The AI Caddie feature, which gives you club recommendations based on your personal distance data and the hazards on the hole, is genuinely useful but requires surrender of ego. It will tell you to hit 6-iron off the tee on a 350-yard par-4 if your driver is wayward enough that the expected score from a fairway 6-iron lie is better than the expected score from your driver. The first time it recommended a 6-iron off the tee at my home course I ignored it. I made bogey. It had said bogey was the expected result from my driver there. The data was right. I was wrong.
The weaknesses: the automatic shot detection, while impressively accurate, occasionally logs a practice swing or misses a shot (typically a short chip where the swing is too small for the sensor to reliably detect). Over time this introduces small inaccuracies into the stats — perhaps 3–5% error across a season. For a professional's analysis, this would be unacceptable. For an amateur trying to understand patterns, it is perfectly adequate.

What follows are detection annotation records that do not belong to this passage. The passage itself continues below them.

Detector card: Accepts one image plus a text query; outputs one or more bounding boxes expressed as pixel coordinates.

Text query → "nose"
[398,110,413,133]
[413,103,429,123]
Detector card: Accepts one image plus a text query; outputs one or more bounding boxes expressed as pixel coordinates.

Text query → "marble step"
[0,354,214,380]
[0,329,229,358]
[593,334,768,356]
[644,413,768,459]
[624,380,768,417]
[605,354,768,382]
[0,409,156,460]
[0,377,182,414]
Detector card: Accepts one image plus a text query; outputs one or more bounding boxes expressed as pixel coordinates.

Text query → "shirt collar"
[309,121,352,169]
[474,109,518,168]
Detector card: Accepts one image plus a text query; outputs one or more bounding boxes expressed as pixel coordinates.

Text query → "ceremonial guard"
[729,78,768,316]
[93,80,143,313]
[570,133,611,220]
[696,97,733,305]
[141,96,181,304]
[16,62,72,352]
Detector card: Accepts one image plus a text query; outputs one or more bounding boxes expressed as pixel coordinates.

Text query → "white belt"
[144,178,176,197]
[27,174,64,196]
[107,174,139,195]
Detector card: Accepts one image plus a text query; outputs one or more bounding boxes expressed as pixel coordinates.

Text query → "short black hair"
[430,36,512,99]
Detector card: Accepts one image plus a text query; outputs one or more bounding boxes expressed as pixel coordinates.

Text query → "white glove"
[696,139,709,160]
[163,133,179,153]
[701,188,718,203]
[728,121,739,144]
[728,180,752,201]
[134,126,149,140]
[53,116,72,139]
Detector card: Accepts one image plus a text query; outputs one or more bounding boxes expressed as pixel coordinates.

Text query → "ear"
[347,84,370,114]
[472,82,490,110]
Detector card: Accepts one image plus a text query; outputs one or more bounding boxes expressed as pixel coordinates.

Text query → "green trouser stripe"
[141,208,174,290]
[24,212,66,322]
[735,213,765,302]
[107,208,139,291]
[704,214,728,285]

Subscription cost: £99 per year after the first year (included with sensor purchase). This feels like the right price for what you get — it is approximately what you'd spend on a single round at a premium course.
My honest assessment: Arccos improved my game not primarily by giving me club recommendations, but by forcing me to confront data about my game that ego had previously obscured. I genuinely believed my short game was my strength. The data said otherwise. Addressing the short game is why the handicap dropped. Arccos didn't hit the shots. But it showed me which shots to work on.
Who should buy it: any golfer between 5 and 20 handicap who wants to understand their game properly. If you're below 5, the margins the system provides are probably insufficient for what you need. If you're above 20, the fundamentals of ball striking are likely more useful than statistical analysis.